Anne Jolis

Call them crazy – the foolhardy new incentives for dementia diagnoses

Remember this time last year, when Jeremy Hunt decried the ‘national shame’ of neglected old people suffering from undiagnosed dementia? The health secretary lamented that fewer than half of dementia cases are ever diagnosed, and promised ‘to make a big change.’

His initiative got rave reviews at the time. Now that the details are in, not so much. ‘A bounty on the head of certain patients’ is how the head of the Patients Association characterised NHS England’s new scheme, to pay doctors £55 per patient whom they diagnose with dementia.

The so-called ‘Dementia Identification Scheme‘ began on October 1 and runs through March 31. It is, per the NHS document, ‘designed to reward GP practices for undertaking a proactive approach’. It does not require that patients be sent to a specialist for the diagnosis, if their case is ‘straightforward’, and specifies that ‘brain scanning [is] not always needed’.

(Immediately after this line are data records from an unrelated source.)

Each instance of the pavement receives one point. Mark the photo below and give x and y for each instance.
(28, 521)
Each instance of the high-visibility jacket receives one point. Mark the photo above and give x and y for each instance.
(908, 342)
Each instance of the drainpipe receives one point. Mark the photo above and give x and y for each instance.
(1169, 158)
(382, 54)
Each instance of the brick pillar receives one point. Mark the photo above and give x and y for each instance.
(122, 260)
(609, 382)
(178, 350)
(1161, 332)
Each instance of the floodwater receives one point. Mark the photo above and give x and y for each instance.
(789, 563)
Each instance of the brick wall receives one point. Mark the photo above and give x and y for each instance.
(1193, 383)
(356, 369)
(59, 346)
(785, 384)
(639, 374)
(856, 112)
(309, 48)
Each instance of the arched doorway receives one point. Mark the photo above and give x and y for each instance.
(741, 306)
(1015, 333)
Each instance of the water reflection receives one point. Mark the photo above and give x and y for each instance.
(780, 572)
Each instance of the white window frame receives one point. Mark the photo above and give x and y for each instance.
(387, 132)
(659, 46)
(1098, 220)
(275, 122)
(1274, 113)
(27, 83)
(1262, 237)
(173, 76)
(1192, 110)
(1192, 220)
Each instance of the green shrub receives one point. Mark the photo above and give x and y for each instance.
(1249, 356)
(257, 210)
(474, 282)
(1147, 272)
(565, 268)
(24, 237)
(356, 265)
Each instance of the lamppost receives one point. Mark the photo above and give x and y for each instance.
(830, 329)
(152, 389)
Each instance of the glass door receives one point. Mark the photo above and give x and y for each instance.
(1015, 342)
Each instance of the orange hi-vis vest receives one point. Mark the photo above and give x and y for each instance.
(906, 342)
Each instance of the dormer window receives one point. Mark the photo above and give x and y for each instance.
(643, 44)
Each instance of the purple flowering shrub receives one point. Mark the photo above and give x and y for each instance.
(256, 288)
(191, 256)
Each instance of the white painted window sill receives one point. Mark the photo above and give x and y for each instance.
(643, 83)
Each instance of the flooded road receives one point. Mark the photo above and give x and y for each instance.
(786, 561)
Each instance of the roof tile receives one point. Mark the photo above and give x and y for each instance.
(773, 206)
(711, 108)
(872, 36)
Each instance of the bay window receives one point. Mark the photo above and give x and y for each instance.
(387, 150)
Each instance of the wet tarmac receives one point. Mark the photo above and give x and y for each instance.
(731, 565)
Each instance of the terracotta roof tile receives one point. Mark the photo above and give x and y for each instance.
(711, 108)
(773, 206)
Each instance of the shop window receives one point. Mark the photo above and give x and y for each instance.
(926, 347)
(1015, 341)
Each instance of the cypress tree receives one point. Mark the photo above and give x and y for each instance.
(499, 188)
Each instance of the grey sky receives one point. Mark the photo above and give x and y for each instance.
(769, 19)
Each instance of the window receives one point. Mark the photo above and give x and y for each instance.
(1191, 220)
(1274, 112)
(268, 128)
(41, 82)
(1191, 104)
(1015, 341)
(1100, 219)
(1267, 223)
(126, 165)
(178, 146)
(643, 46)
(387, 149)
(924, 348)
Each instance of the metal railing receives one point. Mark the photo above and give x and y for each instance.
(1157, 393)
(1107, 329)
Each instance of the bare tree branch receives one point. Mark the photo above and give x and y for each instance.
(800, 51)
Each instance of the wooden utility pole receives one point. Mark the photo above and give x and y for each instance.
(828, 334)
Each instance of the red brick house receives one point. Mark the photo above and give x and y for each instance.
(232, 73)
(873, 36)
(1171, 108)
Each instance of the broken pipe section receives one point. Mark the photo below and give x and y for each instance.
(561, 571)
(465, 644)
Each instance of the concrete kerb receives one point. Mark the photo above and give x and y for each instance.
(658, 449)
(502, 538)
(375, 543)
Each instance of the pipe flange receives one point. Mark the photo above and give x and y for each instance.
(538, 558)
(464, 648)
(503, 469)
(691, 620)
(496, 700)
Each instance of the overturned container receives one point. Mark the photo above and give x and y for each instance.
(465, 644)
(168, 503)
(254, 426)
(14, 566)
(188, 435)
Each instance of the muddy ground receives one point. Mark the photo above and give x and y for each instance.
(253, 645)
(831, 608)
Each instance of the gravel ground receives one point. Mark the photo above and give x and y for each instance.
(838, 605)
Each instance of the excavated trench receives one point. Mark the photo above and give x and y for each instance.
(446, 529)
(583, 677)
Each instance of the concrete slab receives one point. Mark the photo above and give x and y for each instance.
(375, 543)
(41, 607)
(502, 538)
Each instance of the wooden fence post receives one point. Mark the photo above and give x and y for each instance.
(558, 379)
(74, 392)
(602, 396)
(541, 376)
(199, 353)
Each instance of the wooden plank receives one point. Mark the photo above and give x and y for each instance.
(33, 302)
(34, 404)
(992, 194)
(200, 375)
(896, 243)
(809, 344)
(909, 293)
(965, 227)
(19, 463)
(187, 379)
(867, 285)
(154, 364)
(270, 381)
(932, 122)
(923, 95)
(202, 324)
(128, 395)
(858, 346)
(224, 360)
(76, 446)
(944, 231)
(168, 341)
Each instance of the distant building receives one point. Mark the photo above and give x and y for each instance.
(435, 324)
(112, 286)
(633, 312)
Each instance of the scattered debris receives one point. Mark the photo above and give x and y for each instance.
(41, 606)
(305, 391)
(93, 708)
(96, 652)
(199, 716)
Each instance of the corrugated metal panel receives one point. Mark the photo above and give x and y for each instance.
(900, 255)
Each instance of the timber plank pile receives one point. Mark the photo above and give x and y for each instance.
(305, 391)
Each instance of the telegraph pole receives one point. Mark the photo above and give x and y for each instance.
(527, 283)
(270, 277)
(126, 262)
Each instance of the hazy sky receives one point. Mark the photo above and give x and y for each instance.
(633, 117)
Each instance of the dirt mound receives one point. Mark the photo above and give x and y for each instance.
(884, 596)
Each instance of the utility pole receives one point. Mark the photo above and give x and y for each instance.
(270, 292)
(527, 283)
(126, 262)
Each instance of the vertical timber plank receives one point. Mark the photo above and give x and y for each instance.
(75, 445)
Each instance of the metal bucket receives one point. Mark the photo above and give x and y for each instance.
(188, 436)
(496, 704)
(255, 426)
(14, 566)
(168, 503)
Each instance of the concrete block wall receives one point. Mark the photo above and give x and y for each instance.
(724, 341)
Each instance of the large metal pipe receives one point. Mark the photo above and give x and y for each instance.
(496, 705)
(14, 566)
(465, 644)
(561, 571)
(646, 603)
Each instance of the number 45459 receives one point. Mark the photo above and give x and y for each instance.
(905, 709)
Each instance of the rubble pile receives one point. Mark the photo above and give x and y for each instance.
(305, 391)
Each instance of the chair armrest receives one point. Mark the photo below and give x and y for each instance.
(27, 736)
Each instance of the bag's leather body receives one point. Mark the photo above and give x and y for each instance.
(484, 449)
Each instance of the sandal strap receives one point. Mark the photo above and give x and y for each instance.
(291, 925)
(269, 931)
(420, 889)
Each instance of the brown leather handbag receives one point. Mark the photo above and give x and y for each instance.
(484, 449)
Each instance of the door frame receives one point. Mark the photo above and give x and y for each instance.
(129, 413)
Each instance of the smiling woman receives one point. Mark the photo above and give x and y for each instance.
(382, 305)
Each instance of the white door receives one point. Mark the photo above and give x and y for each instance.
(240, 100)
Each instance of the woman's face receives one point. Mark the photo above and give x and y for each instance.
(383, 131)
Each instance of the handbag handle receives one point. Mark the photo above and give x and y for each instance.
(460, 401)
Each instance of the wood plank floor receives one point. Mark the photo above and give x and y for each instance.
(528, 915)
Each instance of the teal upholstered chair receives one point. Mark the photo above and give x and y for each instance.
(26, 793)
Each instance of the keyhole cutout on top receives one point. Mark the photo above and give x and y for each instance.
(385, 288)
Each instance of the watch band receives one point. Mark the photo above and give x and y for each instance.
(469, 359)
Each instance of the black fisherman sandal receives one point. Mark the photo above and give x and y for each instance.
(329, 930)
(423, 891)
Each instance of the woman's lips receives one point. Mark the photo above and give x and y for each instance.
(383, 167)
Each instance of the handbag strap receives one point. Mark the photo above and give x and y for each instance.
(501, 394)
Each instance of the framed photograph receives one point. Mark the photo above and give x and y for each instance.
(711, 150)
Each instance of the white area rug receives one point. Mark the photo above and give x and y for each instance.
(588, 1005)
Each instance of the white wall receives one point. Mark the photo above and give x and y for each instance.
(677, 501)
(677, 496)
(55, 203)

The scheme seems likely to achieve Hunt’s original goal of upping the rate of dementia diagnoses. Whether that will actually help the patients in question remains to be seen.

While the document does specify that diagnoses of dementia must be differentiated from depression, delirium, drug effects or normal ageing processes (all of which can mimic the symptoms of dementia) it makes no mention of other diseases that are commonly misdiagnosed as dementia. Normal-pressure hydrocephalus, for instance, is a treatable condition that often looks like untreatable dementia or Alzheimer’s disease. An article in the New York Times this week expounded on the list of conditions that can be mistaken for dementia, including anxiety, thyroid deficiency or a lack of the vitamins B1 and B12.

In his comments last year, Hunt lamented the ‘stigma’ surrounding dementia, and said he wanted people to be ‘as open about dementia as they are now about cancer.’ That’s a nice idea. In practice, though, people tend to be open with doctors they trust. The NHS’s latest scheme risks eroding that crucial trust between patients and doctors.